Есть текст программы, и нужно переделать чтоб исходные данные брались не с файла, а пользователь сам вводил с клавиатуры!!
C++:
#include <iostream.h>
#include <fstream.h>
#include<conio.h>
main(int argc, char *argv[]) {
//definition of the variables.
int mtx1[20][20], mtx2[20][20], mtx3[20][20], mtx4[20][20];
int n, i, j, k;
int nlink=2, max=9999;
//exit if the number of arguments is not 1.
if(argc != 2) {
cerr << "Usage: shimbel <filename>\n";
return 1;
}
//open the input file. exit if an error occurs.
ifstream fin(argv[1]);
if(!fin) {
cerr << "Can't open file!\n";
return 1;
}
//read the input file.
fin >> n; //read the number of rows and columns.
for(j=1; j<=n; j++) {
for(i=1; i<=n; i++) {
fin >> mtx1[i][j]; //read the elements of the matrix.
}
}
fin.close(); //close the file.
for(j=1; j<=n; j++) {
for(i=1; i<=n; i++) {
mtx2[i][j] = mtx1[i][j]; //copy elements of mtx1 into mtx2.
}
}
for(j=1; j<=n; j++) {
for(i=1; i<=n; i++) {
mtx4[i][j] = 9999; //set elements of mtx4 as 9999.
}
}
for(j=1; j<=n; j++) {
for(i=1; i<=n; i++) {
if(i == j) {
mtx4[i][j] = 0; //put 0 in the diagonal elements.

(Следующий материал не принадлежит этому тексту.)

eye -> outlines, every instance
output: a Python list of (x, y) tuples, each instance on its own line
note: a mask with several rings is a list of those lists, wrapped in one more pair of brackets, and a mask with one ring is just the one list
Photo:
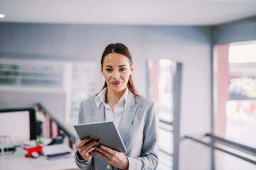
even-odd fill
[(107, 71), (107, 72), (110, 72), (112, 71), (112, 69), (106, 69), (106, 71)]

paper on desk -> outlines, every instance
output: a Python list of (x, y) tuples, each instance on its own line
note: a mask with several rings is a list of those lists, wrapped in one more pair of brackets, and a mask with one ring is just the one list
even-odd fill
[(69, 157), (71, 156), (71, 149), (65, 144), (44, 146), (43, 154), (48, 159)]

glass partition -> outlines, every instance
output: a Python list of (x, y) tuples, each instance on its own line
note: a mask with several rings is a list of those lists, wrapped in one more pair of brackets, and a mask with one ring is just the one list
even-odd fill
[(171, 60), (149, 60), (149, 98), (158, 104), (159, 169), (178, 169), (181, 64)]

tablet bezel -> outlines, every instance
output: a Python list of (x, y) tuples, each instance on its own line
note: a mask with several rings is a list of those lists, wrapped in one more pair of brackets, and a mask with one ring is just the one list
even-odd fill
[(126, 152), (120, 134), (112, 121), (79, 124), (74, 128), (81, 139), (90, 137), (90, 141), (100, 140), (100, 144), (119, 152)]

} else if(mtx1[i][j] == 1) {
mtx4[i][j] = 1; //put 1 if a linkage exists between the nodal pair.
}
}
}
nlink = 2; //start with 2 step path.
while(1) { //endless loop
for(j=1; j<=n; j++) {
for(i=1; i<=n; i++) {
mtx3[i][j] = 0; //set elements of mtx3 as 0.
}
}
for(j=1; j<=n; j++) {
for(i=1; i<=n; i++) {
for(k=1; k<=n; k++) {
mtx3[i][j] += mtx2[i][k] * mtx1[k][j]; //multiply the matrices.
}
if (mtx3[i][j] != 0){
if(mtx4[i][j] > nlink) {
mtx4[i][j] = nlink; //put the step number in the nodal pair when it becomes non-zero firstly.
}
}
}
}
//get the maximum element of mtx4.
max = 0;
for(j=1; j<=n; j++) {
for(i=1; i<=n; i++) {
if(mtx4[i][j] > max) {
max = mtx4[i][j];
}
}
}
if(max < 9999) break; //if the maximun is not 9999, exit the loop.
for(j=1; j<=n; j++) {
for(i=1; i<=n; i++) {
mtx2[i][j] = mtx3[i][j]; //copy elements of mtx3 into mtx2.
}
}
nlink++; //increment nlink.
} //end of the loop.
//output the results.
cout << n << "\n"; //number of rows and columuns
for(j=1; j<=n; j++) {
for(i=1; i<=n; i++) {
cout << mtx4[i][j]; //elements of the matrix
if(i < n) {
cout << "\t";
}
}
cout << "\n";
}
return 0;
} //end of the program.